Basın duyurusunda iki temel değişiklik öne çıkıyor. Kısa vadeli enflasyon görünümünde beklentiler iyileşiyor ve PPK kararlarının ihtiyatlı bir yaklaşımla “toplantı bazlı” alınacağı vurgulanıyor.
TCMB Aralık ayına dair öncü göstergelerin enflasyon genel eğiliminde düşüş ve işlenmemiş gıda enflasyonunda normalleşmeye işaret ettiğini söylüyor. Bu değerlendirmeye katılıyor ve Aralık ayında aylık enflasyon rakamının %1,5-%1,8 aralığında gerçekleşmesini bekliyoruz. TCMB’nin elindeki veri seti bizden daha zengin olduğu için kısa vadeli öngörüsünde yukarı yönlü sapma ihtimalinin düşük olduğuna inanıyoruz.
Hafta başında kafamızdaki temel sorular (i) asgari ücret artışı sonrası Ocak-Şubat döneminde yaşanacak fiyat artışının ne boyutta olacağı ve (ii) faiz indirim patikasının nasıl belirleneceğiydi. Asgari ücret artışının gerçekleşen enflasyon yerine beklenen enflasyona daha yakın belirlenmesiyle ilk soruya dair belirsizlik biraz azaldı ve tahminlerimizde sınırlı bir iyileşme yaptık. 2025 yılında PPK toplantı sayısının 12’den 8’e indirilmesiyle ikinci soruda Merkez Bankası zaman kazandı.
Ocak ayında muhtemelen Para Politikası Kurulu toplantısı yapılmayacak. Merkez Bankası 6 Şubat tarihindeki Enflasyon Raporu toplantısında piyasalar ile enflasyon öngörülerini paylaşacak. PPK toplantı takvimini önümüzdeki günlerde öğreneceğiz (en geç 2 Ocak) ancak şuanki beklentimiz 2025 yılının ilk PPK toplantısının 13 ya da 20 Şubat tarihlerinde gerçekleşmesi. Dolayısıyla bir sonraki faiz kararında büyük ihtimalle Ocak TÜFE verisini görmüş olacak. Enflasyon ana eğiliminde bir bozulma olmazsa 2025 yılının ilk toplantısında 250 baz puanlık adımla indirim serisi devam eder. Enflasyondaki düşüş eğiliminin bozulduğu ya da yavaşladığı dönemlerde adım küçülebilir.

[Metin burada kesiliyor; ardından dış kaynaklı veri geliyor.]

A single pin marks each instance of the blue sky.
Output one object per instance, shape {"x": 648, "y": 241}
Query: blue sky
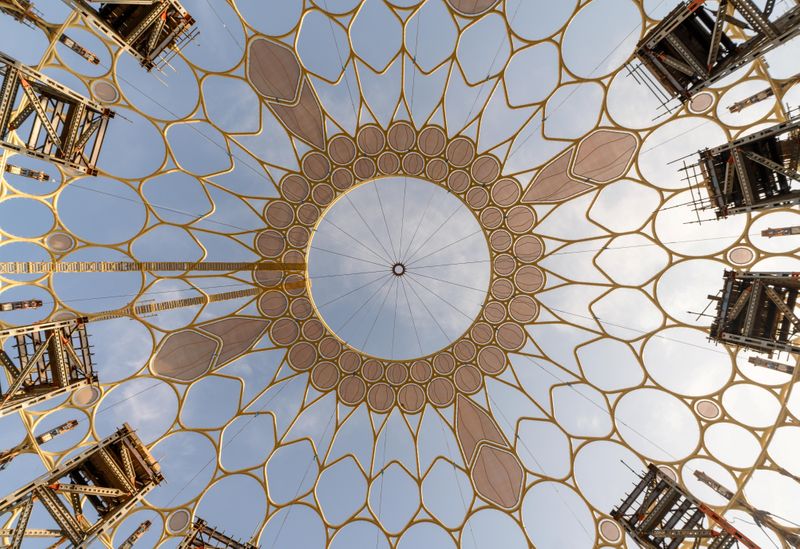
{"x": 614, "y": 353}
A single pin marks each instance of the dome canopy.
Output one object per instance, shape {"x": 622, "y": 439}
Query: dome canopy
{"x": 464, "y": 296}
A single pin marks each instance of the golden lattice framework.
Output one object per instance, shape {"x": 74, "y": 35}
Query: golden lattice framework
{"x": 449, "y": 388}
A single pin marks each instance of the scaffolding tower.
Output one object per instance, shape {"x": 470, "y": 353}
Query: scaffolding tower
{"x": 756, "y": 311}
{"x": 660, "y": 514}
{"x": 61, "y": 125}
{"x": 26, "y": 13}
{"x": 111, "y": 477}
{"x": 137, "y": 534}
{"x": 203, "y": 536}
{"x": 31, "y": 443}
{"x": 756, "y": 172}
{"x": 761, "y": 517}
{"x": 690, "y": 48}
{"x": 150, "y": 30}
{"x": 53, "y": 358}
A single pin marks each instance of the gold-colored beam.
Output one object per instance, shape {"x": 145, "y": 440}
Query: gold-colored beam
{"x": 49, "y": 267}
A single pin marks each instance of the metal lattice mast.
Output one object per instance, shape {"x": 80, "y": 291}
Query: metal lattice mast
{"x": 690, "y": 49}
{"x": 137, "y": 534}
{"x": 61, "y": 125}
{"x": 757, "y": 311}
{"x": 53, "y": 358}
{"x": 112, "y": 476}
{"x": 204, "y": 536}
{"x": 30, "y": 444}
{"x": 660, "y": 514}
{"x": 761, "y": 517}
{"x": 151, "y": 31}
{"x": 25, "y": 12}
{"x": 756, "y": 172}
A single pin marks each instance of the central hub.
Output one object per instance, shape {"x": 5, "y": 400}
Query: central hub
{"x": 399, "y": 268}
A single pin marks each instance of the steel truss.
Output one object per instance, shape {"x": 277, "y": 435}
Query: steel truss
{"x": 761, "y": 517}
{"x": 62, "y": 126}
{"x": 756, "y": 311}
{"x": 689, "y": 49}
{"x": 204, "y": 536}
{"x": 25, "y": 12}
{"x": 660, "y": 514}
{"x": 137, "y": 534}
{"x": 755, "y": 172}
{"x": 53, "y": 358}
{"x": 112, "y": 477}
{"x": 147, "y": 29}
{"x": 31, "y": 444}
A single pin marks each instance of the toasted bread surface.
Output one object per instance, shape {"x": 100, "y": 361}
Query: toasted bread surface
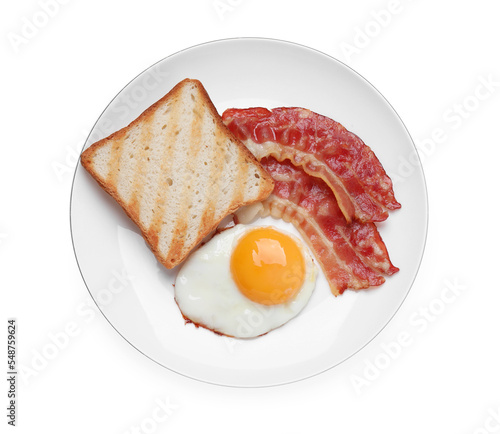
{"x": 177, "y": 171}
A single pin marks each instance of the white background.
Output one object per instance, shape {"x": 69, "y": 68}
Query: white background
{"x": 429, "y": 59}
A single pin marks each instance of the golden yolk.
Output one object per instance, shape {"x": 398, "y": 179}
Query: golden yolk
{"x": 268, "y": 266}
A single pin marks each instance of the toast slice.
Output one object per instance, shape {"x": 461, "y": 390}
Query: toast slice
{"x": 177, "y": 171}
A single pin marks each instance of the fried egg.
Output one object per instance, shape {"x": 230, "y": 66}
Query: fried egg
{"x": 246, "y": 281}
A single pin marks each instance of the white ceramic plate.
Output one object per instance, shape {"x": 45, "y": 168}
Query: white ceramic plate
{"x": 135, "y": 292}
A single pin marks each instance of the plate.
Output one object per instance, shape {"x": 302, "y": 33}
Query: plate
{"x": 135, "y": 293}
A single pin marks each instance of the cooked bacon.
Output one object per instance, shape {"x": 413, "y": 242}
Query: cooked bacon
{"x": 323, "y": 148}
{"x": 352, "y": 255}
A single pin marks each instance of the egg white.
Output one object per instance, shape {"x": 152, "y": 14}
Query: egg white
{"x": 208, "y": 296}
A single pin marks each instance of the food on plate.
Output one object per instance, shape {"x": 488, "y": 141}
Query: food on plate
{"x": 245, "y": 281}
{"x": 352, "y": 255}
{"x": 177, "y": 171}
{"x": 323, "y": 148}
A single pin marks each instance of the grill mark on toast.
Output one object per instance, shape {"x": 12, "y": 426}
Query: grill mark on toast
{"x": 137, "y": 187}
{"x": 215, "y": 174}
{"x": 178, "y": 244}
{"x": 241, "y": 178}
{"x": 162, "y": 189}
{"x": 114, "y": 162}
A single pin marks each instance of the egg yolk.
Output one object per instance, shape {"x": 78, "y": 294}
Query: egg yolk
{"x": 268, "y": 266}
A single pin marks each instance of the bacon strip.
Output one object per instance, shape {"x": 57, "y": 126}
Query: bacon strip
{"x": 323, "y": 148}
{"x": 352, "y": 255}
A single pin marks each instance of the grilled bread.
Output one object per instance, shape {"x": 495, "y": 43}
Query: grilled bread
{"x": 177, "y": 171}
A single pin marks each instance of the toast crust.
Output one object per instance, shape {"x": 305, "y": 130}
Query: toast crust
{"x": 177, "y": 251}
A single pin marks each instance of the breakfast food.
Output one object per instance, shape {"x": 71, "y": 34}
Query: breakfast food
{"x": 245, "y": 281}
{"x": 323, "y": 148}
{"x": 177, "y": 171}
{"x": 328, "y": 184}
{"x": 352, "y": 255}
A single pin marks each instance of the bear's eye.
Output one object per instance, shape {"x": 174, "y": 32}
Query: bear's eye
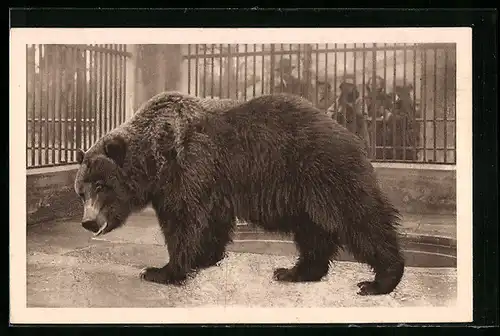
{"x": 99, "y": 186}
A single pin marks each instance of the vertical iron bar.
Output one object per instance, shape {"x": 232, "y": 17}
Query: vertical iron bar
{"x": 85, "y": 99}
{"x": 78, "y": 101}
{"x": 189, "y": 68}
{"x": 385, "y": 126}
{"x": 355, "y": 105}
{"x": 246, "y": 73}
{"x": 363, "y": 93}
{"x": 212, "y": 58}
{"x": 424, "y": 101}
{"x": 41, "y": 84}
{"x": 196, "y": 70}
{"x": 415, "y": 121}
{"x": 271, "y": 80}
{"x": 105, "y": 92}
{"x": 254, "y": 68}
{"x": 327, "y": 81}
{"x": 33, "y": 111}
{"x": 405, "y": 116}
{"x": 263, "y": 72}
{"x": 281, "y": 67}
{"x": 59, "y": 101}
{"x": 124, "y": 84}
{"x": 47, "y": 104}
{"x": 374, "y": 99}
{"x": 221, "y": 64}
{"x": 120, "y": 86}
{"x": 445, "y": 115}
{"x": 204, "y": 70}
{"x": 74, "y": 111}
{"x": 28, "y": 92}
{"x": 237, "y": 67}
{"x": 394, "y": 128}
{"x": 345, "y": 76}
{"x": 317, "y": 74}
{"x": 115, "y": 86}
{"x": 53, "y": 102}
{"x": 94, "y": 110}
{"x": 229, "y": 66}
{"x": 336, "y": 66}
{"x": 101, "y": 93}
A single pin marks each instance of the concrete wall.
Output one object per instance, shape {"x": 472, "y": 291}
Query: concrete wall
{"x": 412, "y": 188}
{"x": 50, "y": 194}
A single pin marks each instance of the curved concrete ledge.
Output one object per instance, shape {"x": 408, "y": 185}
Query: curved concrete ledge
{"x": 419, "y": 250}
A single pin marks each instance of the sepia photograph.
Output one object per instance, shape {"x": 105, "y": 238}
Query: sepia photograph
{"x": 241, "y": 175}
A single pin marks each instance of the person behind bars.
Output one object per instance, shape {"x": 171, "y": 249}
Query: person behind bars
{"x": 349, "y": 112}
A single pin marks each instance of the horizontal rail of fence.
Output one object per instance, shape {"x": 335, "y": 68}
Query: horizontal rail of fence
{"x": 400, "y": 98}
{"x": 74, "y": 94}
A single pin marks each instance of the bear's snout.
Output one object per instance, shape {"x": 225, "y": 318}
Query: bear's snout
{"x": 91, "y": 225}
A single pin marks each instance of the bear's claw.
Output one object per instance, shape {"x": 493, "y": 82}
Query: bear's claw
{"x": 370, "y": 288}
{"x": 161, "y": 276}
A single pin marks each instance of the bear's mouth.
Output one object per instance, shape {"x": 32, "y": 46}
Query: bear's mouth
{"x": 102, "y": 230}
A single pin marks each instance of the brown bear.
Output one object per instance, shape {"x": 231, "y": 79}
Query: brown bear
{"x": 275, "y": 161}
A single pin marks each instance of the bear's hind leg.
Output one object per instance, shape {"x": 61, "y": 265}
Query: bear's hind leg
{"x": 379, "y": 248}
{"x": 316, "y": 248}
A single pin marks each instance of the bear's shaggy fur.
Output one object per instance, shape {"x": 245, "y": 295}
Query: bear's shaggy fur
{"x": 275, "y": 161}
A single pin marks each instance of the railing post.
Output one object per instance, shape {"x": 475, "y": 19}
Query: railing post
{"x": 130, "y": 81}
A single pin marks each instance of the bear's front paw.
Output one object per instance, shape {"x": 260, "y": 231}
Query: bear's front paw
{"x": 286, "y": 275}
{"x": 369, "y": 288}
{"x": 162, "y": 276}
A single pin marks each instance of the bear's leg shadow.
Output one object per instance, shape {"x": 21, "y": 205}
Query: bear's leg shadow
{"x": 213, "y": 243}
{"x": 183, "y": 243}
{"x": 380, "y": 249}
{"x": 316, "y": 248}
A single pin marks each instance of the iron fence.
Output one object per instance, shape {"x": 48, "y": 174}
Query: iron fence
{"x": 74, "y": 94}
{"x": 400, "y": 98}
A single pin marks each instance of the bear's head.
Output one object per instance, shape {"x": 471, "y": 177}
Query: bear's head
{"x": 100, "y": 182}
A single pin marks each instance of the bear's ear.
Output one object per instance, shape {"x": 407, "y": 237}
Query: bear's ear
{"x": 79, "y": 155}
{"x": 116, "y": 149}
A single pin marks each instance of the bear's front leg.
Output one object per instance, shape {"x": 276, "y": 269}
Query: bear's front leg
{"x": 183, "y": 240}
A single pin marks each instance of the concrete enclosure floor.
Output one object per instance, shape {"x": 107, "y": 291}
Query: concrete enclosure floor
{"x": 66, "y": 267}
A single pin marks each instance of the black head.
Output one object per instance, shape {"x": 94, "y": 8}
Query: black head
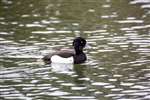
{"x": 79, "y": 43}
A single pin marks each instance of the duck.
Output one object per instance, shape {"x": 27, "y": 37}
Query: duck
{"x": 74, "y": 56}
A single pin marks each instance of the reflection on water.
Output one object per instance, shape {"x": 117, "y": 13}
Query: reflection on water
{"x": 118, "y": 65}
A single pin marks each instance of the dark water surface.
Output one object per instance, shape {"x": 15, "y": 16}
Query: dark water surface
{"x": 118, "y": 66}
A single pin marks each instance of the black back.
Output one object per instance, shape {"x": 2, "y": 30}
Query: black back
{"x": 78, "y": 54}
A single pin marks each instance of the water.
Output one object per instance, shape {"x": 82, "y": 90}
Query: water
{"x": 118, "y": 66}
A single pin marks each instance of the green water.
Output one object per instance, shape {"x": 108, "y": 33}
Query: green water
{"x": 118, "y": 65}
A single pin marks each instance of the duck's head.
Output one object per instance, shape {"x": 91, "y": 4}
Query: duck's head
{"x": 78, "y": 44}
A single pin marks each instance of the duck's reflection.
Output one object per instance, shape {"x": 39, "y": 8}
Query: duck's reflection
{"x": 66, "y": 68}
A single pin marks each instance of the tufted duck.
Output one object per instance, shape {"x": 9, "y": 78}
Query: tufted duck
{"x": 75, "y": 56}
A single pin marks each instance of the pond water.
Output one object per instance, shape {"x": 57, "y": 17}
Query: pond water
{"x": 118, "y": 65}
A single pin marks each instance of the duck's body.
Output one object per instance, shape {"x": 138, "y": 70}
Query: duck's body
{"x": 75, "y": 56}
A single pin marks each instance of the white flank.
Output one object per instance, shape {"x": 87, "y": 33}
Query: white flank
{"x": 58, "y": 59}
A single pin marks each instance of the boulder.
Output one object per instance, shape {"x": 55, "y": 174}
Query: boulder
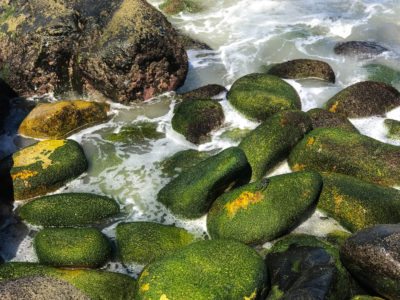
{"x": 216, "y": 269}
{"x": 364, "y": 99}
{"x": 125, "y": 50}
{"x": 68, "y": 210}
{"x": 144, "y": 242}
{"x": 45, "y": 167}
{"x": 195, "y": 119}
{"x": 264, "y": 210}
{"x": 353, "y": 154}
{"x": 259, "y": 96}
{"x": 303, "y": 69}
{"x": 63, "y": 118}
{"x": 272, "y": 141}
{"x": 191, "y": 194}
{"x": 72, "y": 247}
{"x": 93, "y": 283}
{"x": 357, "y": 204}
{"x": 372, "y": 256}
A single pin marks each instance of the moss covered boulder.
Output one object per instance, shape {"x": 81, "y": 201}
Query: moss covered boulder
{"x": 272, "y": 141}
{"x": 197, "y": 118}
{"x": 60, "y": 119}
{"x": 191, "y": 194}
{"x": 97, "y": 285}
{"x": 373, "y": 257}
{"x": 45, "y": 167}
{"x": 357, "y": 204}
{"x": 143, "y": 242}
{"x": 68, "y": 210}
{"x": 259, "y": 96}
{"x": 322, "y": 118}
{"x": 264, "y": 210}
{"x": 217, "y": 269}
{"x": 364, "y": 99}
{"x": 72, "y": 247}
{"x": 303, "y": 69}
{"x": 353, "y": 154}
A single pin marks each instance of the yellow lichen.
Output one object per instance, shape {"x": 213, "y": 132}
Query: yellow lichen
{"x": 39, "y": 152}
{"x": 242, "y": 202}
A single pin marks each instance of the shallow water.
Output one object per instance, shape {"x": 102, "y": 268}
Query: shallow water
{"x": 246, "y": 36}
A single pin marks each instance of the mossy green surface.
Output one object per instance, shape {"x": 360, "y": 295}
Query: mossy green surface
{"x": 69, "y": 209}
{"x": 45, "y": 167}
{"x": 195, "y": 119}
{"x": 262, "y": 211}
{"x": 143, "y": 242}
{"x": 272, "y": 141}
{"x": 98, "y": 285}
{"x": 191, "y": 194}
{"x": 216, "y": 269}
{"x": 357, "y": 204}
{"x": 259, "y": 96}
{"x": 340, "y": 151}
{"x": 72, "y": 247}
{"x": 393, "y": 129}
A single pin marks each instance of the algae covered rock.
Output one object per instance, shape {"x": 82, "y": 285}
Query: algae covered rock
{"x": 322, "y": 118}
{"x": 272, "y": 141}
{"x": 46, "y": 166}
{"x": 264, "y": 210}
{"x": 93, "y": 283}
{"x": 303, "y": 69}
{"x": 69, "y": 209}
{"x": 72, "y": 247}
{"x": 373, "y": 257}
{"x": 364, "y": 99}
{"x": 143, "y": 242}
{"x": 357, "y": 204}
{"x": 259, "y": 96}
{"x": 60, "y": 119}
{"x": 341, "y": 151}
{"x": 227, "y": 269}
{"x": 197, "y": 118}
{"x": 191, "y": 194}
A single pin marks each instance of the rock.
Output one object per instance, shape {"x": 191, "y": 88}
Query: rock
{"x": 303, "y": 69}
{"x": 39, "y": 288}
{"x": 264, "y": 210}
{"x": 353, "y": 154}
{"x": 63, "y": 118}
{"x": 72, "y": 247}
{"x": 45, "y": 167}
{"x": 373, "y": 257}
{"x": 272, "y": 141}
{"x": 182, "y": 161}
{"x": 144, "y": 242}
{"x": 393, "y": 129}
{"x": 208, "y": 91}
{"x": 364, "y": 99}
{"x": 93, "y": 283}
{"x": 357, "y": 204}
{"x": 173, "y": 7}
{"x": 359, "y": 49}
{"x": 259, "y": 96}
{"x": 322, "y": 118}
{"x": 228, "y": 270}
{"x": 195, "y": 119}
{"x": 68, "y": 210}
{"x": 125, "y": 50}
{"x": 191, "y": 194}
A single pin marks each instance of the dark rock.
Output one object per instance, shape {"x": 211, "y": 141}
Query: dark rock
{"x": 360, "y": 49}
{"x": 373, "y": 257}
{"x": 303, "y": 69}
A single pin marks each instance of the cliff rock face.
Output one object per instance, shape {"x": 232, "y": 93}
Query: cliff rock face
{"x": 124, "y": 49}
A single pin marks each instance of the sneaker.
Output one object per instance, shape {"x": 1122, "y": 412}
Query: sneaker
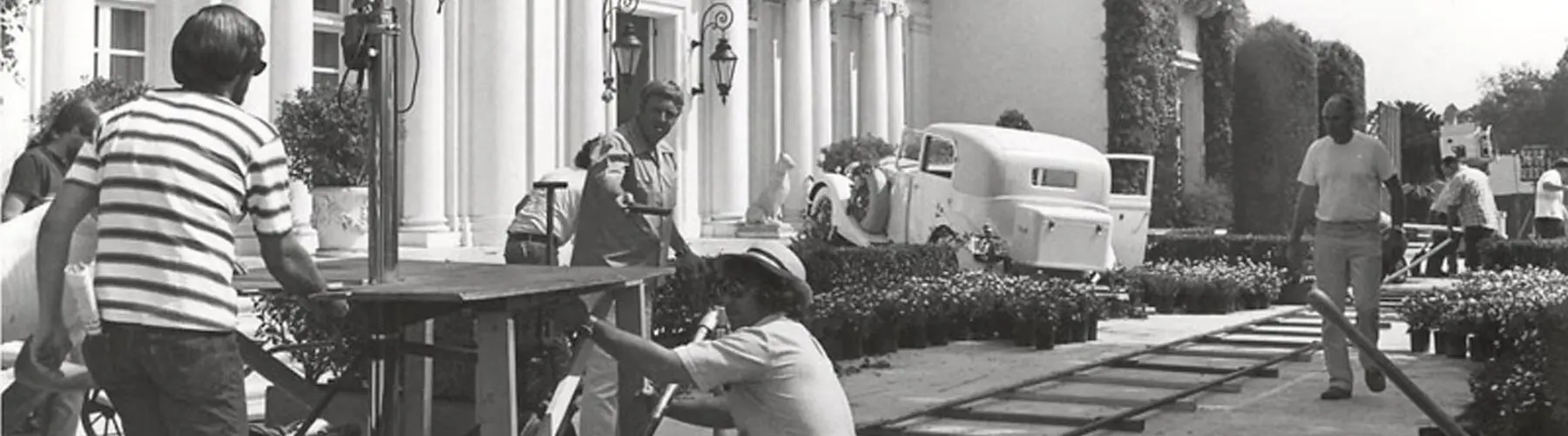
{"x": 1335, "y": 392}
{"x": 1375, "y": 381}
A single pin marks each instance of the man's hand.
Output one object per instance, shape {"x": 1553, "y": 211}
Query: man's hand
{"x": 51, "y": 344}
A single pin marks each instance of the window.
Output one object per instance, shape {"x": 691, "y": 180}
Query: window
{"x": 328, "y": 58}
{"x": 119, "y": 43}
{"x": 1051, "y": 178}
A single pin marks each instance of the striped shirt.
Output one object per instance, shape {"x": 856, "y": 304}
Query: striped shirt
{"x": 1471, "y": 194}
{"x": 174, "y": 171}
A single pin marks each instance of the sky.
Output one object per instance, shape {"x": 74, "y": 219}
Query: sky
{"x": 1435, "y": 52}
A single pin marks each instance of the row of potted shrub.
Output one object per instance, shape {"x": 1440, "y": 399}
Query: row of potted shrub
{"x": 1205, "y": 286}
{"x": 1512, "y": 320}
{"x": 919, "y": 311}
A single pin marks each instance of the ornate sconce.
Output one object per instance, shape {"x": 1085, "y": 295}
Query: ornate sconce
{"x": 626, "y": 51}
{"x": 717, "y": 16}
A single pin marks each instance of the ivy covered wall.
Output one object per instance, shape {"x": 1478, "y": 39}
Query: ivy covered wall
{"x": 1275, "y": 119}
{"x": 1144, "y": 92}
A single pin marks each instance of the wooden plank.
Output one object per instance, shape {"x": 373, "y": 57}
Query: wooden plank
{"x": 1231, "y": 355}
{"x": 1043, "y": 419}
{"x": 1252, "y": 342}
{"x": 631, "y": 316}
{"x": 415, "y": 418}
{"x": 1227, "y": 388}
{"x": 1054, "y": 397}
{"x": 496, "y": 373}
{"x": 1134, "y": 364}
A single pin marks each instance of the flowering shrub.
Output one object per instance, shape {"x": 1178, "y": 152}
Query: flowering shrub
{"x": 1512, "y": 391}
{"x": 1206, "y": 286}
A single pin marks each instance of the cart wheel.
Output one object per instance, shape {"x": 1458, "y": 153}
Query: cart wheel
{"x": 99, "y": 416}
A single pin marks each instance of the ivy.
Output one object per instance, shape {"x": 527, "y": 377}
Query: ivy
{"x": 1340, "y": 71}
{"x": 13, "y": 21}
{"x": 1144, "y": 93}
{"x": 1275, "y": 118}
{"x": 1217, "y": 38}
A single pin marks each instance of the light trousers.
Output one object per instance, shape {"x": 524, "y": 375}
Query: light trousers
{"x": 1348, "y": 256}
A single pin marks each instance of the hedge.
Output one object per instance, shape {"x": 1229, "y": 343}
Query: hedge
{"x": 1340, "y": 71}
{"x": 1142, "y": 93}
{"x": 1217, "y": 39}
{"x": 1269, "y": 249}
{"x": 1275, "y": 118}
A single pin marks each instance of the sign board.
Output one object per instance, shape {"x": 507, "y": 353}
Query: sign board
{"x": 1536, "y": 159}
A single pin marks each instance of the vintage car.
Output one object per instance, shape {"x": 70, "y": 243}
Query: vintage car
{"x": 1050, "y": 198}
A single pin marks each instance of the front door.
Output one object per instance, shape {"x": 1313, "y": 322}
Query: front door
{"x": 1131, "y": 200}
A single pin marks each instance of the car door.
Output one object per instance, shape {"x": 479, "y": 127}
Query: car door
{"x": 930, "y": 187}
{"x": 1131, "y": 200}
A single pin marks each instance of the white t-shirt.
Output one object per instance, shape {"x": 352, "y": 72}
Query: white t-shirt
{"x": 776, "y": 380}
{"x": 1348, "y": 178}
{"x": 1550, "y": 204}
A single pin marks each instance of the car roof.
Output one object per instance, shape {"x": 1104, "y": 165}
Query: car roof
{"x": 1004, "y": 141}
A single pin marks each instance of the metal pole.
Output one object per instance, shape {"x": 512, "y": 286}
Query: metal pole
{"x": 384, "y": 155}
{"x": 1332, "y": 314}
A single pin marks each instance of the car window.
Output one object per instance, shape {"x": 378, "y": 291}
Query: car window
{"x": 940, "y": 157}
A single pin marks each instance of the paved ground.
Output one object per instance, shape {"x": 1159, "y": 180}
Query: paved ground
{"x": 921, "y": 377}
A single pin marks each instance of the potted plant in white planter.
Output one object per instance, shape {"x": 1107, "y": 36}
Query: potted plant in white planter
{"x": 328, "y": 139}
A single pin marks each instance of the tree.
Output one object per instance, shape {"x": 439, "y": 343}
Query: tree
{"x": 1340, "y": 71}
{"x": 1275, "y": 119}
{"x": 1015, "y": 119}
{"x": 1515, "y": 106}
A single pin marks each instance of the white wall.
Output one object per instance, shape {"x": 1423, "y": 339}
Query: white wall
{"x": 1044, "y": 58}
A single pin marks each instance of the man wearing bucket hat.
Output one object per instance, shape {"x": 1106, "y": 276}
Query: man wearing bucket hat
{"x": 775, "y": 375}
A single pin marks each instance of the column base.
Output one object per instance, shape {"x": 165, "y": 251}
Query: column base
{"x": 770, "y": 231}
{"x": 430, "y": 237}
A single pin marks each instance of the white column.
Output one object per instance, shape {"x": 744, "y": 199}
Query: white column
{"x": 543, "y": 141}
{"x": 422, "y": 78}
{"x": 729, "y": 141}
{"x": 822, "y": 78}
{"x": 587, "y": 113}
{"x": 456, "y": 65}
{"x": 68, "y": 44}
{"x": 259, "y": 98}
{"x": 874, "y": 68}
{"x": 290, "y": 70}
{"x": 501, "y": 115}
{"x": 797, "y": 98}
{"x": 896, "y": 70}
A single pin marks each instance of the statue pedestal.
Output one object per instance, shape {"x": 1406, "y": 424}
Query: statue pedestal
{"x": 774, "y": 231}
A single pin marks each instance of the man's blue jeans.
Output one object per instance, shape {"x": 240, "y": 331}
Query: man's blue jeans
{"x": 1348, "y": 256}
{"x": 170, "y": 381}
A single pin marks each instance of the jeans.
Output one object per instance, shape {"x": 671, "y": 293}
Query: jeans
{"x": 1550, "y": 228}
{"x": 170, "y": 381}
{"x": 1348, "y": 256}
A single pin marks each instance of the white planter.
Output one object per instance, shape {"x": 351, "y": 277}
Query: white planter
{"x": 341, "y": 218}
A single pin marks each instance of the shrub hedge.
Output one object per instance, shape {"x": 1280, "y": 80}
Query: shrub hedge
{"x": 1275, "y": 118}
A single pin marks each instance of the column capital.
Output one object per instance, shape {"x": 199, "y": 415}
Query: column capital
{"x": 874, "y": 7}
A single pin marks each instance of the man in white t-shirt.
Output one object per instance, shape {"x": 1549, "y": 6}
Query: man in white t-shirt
{"x": 1550, "y": 209}
{"x": 527, "y": 237}
{"x": 1342, "y": 182}
{"x": 774, "y": 373}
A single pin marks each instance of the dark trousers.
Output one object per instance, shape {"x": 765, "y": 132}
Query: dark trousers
{"x": 170, "y": 381}
{"x": 1550, "y": 228}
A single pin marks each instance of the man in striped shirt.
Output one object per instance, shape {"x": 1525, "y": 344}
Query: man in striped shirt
{"x": 1468, "y": 198}
{"x": 168, "y": 176}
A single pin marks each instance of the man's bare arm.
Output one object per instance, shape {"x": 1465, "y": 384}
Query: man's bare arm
{"x": 290, "y": 264}
{"x": 658, "y": 363}
{"x": 11, "y": 208}
{"x": 713, "y": 412}
{"x": 1305, "y": 204}
{"x": 71, "y": 206}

2025 sonunda politika faizinin %30’a indirileceği tahminimizi şimdilik değiştirmiyoruz ancak PPK tarihleri belli olduktan sonra yeniden gözden geçireceğiz. Kur varsayımımızı artırdıktan sonra %28 seviyesine çıkardığımız 2025 sonu enflasyon tahminimiz üzerinde beklentimizden düşük asgari ücret kaynaklı 1,0-1,5 uan aşağı yönlü risk görüyoruz. Aralık TÜFE verisini gördükten sonra o tarafta da güncelleme yapacağız.